ROANOKE TIMES

                         Roanoke Times
                 Copyright (c) 1995, Landmark Communications, Inc.

DATE: THURSDAY, October 14, 1993                   TAG: 9310130360
SECTION: NEIGHBORS                    PAGE: E-29   EDITION: METRO 
SOURCE: WENDI GIBSON RICHERT STAFF WRITER
DATELINE:                                 LENGTH: Medium


WRITER BRINGS A TOUCH OF ALASKA TO STUDENTS

A little like "Northern Exposure," a lot like another country entirely, children's author Shelly Gill's hometown of Gilmer, Alaska, recently was brought to the children of W.E. Cundiff Elementary School.

For weeks the students prepared for the author's visit, studying Alaska, its people, the Iditarod dog sled race. They read her books: "Kiana's Iditarod," "Mammoth Magic," "North Country Christmas" and "Alaska's Three Bears."

Some fifth-graders even played instruments and sang an original song about the 49th state.

Excitement was high the morning they would meet face-to-face with the author whose Alaskan critter friends have become their own animal pals.

But the first assembly of pupils who sat in tiny rows on the gym floor was as still and quiet as snowfall in the night - until Gill launched herself into action.

An energetic speaker who does not bore even first-graders, Gill filled their heads with stories from home, tips for great writing and enthusiasm for literature.

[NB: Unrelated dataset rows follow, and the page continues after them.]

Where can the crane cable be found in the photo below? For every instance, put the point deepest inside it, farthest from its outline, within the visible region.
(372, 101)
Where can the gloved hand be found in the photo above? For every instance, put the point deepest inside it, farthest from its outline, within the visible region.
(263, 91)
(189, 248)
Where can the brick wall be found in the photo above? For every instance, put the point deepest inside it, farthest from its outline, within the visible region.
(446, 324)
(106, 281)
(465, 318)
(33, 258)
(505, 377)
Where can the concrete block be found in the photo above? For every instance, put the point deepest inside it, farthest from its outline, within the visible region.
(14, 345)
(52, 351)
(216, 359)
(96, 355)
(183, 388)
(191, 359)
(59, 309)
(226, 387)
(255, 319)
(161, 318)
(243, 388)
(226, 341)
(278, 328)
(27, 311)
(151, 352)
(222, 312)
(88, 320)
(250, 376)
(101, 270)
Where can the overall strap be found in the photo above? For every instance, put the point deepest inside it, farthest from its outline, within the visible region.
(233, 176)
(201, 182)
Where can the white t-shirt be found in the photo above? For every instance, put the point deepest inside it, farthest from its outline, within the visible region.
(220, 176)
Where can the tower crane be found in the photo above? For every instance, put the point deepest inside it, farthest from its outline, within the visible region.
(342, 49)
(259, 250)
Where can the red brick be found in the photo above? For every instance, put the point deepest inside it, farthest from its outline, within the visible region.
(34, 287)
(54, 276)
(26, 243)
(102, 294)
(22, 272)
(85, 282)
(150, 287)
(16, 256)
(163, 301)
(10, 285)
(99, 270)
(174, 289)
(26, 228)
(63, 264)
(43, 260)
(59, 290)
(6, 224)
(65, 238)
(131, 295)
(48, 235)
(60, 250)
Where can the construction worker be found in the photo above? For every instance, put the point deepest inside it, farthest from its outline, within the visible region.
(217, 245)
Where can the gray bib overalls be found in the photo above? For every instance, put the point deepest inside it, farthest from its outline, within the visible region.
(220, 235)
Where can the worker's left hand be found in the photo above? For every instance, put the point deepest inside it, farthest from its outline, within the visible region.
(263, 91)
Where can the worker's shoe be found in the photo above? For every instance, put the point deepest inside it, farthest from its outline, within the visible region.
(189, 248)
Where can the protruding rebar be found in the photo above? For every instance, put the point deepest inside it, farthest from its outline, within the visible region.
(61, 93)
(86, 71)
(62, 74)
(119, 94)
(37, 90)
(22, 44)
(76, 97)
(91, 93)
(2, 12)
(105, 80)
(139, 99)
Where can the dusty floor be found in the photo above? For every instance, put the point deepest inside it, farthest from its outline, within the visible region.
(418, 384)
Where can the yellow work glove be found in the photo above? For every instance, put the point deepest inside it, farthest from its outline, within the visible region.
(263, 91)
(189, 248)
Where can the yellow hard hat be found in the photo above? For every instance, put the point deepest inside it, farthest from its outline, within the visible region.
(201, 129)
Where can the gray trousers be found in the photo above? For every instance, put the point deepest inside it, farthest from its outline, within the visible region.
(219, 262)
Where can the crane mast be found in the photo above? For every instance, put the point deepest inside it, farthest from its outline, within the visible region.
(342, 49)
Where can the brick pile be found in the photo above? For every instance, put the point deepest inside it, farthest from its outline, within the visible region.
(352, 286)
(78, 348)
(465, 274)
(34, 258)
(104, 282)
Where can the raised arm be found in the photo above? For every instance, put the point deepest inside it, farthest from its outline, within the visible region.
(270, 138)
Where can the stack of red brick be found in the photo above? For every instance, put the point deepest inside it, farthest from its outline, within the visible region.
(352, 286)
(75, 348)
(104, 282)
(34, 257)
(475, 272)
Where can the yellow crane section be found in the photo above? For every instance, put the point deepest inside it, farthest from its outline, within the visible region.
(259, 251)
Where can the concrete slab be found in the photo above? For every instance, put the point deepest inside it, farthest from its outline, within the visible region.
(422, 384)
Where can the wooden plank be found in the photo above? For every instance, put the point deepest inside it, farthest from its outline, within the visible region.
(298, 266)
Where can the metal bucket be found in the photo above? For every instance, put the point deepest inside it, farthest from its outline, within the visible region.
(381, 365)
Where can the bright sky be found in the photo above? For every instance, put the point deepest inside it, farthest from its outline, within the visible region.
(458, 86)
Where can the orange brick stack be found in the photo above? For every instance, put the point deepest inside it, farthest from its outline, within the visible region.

Even the grown-ups learned a few things. Which is good, because Gill charges $800 a day for four presentations. She will spend seven days sharing her Alaskan experiences with Roanoke Valley schools.

To the tune of picture slides and her fast-paced rhythm, Gill told of her childhood days in Florida, seated beneath a tree, munching on a dill pickle and reading books by her favorite author, Jack London.

She dreamed of Alaska as a child, she said, especially an Alaskan Christmas. Christmas tradition at her house, she said, was taking turkey dinners to the lifeguards on duty.

"I couldn't imagine the things Jack London was talking about," she said.

But she could imagine the animals in his books, more than she could muster an appreciation for the alligators and toy poodles in her neighborhood. So when she had the chance to move to Alaska 20 years ago, she did. She fell in love with the the polar bears, the legendary wooly mammoth, the moose, the dogs. She also got her first dog - a husky - and named it Buck, after the dog in London's "Call of the Wild."

Gill's first job in Alaska was as a newspaper writer. One of her first assignments was to cover the first Alaskan Iditarod dog-sled race, a 1,150-mile trek from Anchorage to Nome. Back at her typewriter, she recalled the sights, smells and sounds of the race.

"Being a writer is the best job in the world," she told two assemblies of pupils. "That's what a writer does. They sit back at a typewriter, close their eyes, and they imagine - what would it be like out there?"

Rather than wonder forever what the dogs and racers experience on their journey through Alaska's snow-filled countryside, Gill decided to run the race herself. She became one of the first women to enter, spending about 19 days on the trail and sleeping for only one hour at a time - on top of her sled.

Though she came in 29th, Gill couldn't have been happier with her experience. Now she had the descriptions she would use in her children's books - how 20 degrees below zero felt, how loud the dogs could be when they all met up at a checkpoint.

But her favorite part of running the Iditarod, she told the pupils, was learning about the dogs and all Alaska's other "critters," as she affectionately calls them.

That shows in every book she writes, where animals are as much a part of the story as the human beings, and where the critters become her vehicle for sharing the history of the Alaskan people.

Cundiff students have learned more concretely about Alaska from Gill's visit than they could have from a text. The giant leg bone she brought from the extinct woolly mammoth will be remembered long after she's back in the North Country.

Said third-grader Mitchel Eakin, "I liked [Gill's talk], because she had those dinosaur bones and fossils and things. . . . I learned about the animals and things . . . and the people are different than us. I love the critters!"